Semi-stable Laws for Intermittent Maps

A number of important results on statistical properties of intermittent maps (expanding everywhere except at a neutral fixed point) have been established in the last few decades.

The intermittent phenomenon might lead to the existence of an absolutely continuous invariant measure with infinite mass. In this case, it is known that Birkoff's ergodic theorem is not very informative, as the ergodic average converges to zero almost everywhere. However, the asymptotic behaviour of the (infinite measure preserving) dynamical system in a neighbourhood of the neutral fixed point can be used to establish a version of the central limit theorem for systems with infinite measure.
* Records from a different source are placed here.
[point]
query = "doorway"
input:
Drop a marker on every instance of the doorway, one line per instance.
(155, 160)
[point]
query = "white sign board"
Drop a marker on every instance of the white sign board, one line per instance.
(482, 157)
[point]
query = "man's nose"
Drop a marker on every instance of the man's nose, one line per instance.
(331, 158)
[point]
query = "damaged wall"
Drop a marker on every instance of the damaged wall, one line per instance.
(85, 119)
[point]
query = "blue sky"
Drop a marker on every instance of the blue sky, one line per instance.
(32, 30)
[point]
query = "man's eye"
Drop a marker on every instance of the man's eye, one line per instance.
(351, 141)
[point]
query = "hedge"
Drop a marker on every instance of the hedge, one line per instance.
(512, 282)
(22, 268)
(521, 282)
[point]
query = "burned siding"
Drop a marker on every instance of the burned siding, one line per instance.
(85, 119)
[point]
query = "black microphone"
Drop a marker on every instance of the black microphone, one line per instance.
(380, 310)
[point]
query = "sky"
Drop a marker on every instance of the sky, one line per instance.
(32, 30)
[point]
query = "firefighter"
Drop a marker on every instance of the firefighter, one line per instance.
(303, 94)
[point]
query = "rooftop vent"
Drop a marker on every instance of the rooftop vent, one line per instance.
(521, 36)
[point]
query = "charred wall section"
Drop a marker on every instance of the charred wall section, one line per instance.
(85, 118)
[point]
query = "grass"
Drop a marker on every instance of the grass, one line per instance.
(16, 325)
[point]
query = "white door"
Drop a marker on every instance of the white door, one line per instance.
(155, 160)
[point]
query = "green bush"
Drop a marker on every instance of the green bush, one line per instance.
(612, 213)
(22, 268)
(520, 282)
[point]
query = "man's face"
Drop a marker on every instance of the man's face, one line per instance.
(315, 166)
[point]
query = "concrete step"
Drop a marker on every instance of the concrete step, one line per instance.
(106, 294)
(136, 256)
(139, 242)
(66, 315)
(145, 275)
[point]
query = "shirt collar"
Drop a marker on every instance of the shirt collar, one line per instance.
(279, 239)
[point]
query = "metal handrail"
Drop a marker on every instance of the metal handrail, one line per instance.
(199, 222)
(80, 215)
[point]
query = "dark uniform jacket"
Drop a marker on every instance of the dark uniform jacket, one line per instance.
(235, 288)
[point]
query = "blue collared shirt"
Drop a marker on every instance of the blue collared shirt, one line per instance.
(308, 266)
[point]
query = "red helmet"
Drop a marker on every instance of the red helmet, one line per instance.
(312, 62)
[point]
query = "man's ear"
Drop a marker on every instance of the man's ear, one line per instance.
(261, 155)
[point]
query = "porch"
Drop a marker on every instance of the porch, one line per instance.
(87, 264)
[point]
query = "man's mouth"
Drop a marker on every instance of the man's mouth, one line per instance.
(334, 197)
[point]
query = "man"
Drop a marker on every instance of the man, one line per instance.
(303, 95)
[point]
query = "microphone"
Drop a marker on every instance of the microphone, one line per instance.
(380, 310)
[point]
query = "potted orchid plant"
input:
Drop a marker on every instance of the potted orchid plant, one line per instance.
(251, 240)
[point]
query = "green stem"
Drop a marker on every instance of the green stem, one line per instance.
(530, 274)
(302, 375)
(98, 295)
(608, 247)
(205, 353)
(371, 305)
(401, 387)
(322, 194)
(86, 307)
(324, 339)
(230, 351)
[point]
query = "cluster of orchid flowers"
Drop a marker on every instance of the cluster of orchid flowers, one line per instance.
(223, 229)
The asymptotic behaviour of the dynamics at the neutral fixed point also allows one to establish other limit theorems (such as arc-sine laws) specific to dynamical systems with infinite measure/null recurrent Markov chains.

The main question is:
What sort of statistical properties can be obtained by allowing small perturbation of the dynamics near the neutral fixed point (the type of perturbation is to be determined)?

A standard procedure in studying dynamical systems with infinite measure is to induce to a 'good' set with finite, positive measure and exploit the so created 'good' properties of the induced map to understand the original dynamical system. As such, a major part of a suitable analysis/method required for the proposed topic can be carried out in terms of the finite measure preserving system.

The long term aim of this project is to develop a method required for the analysis of infinite measure dynamical systems lacking 'standard' properties (such as regular variation).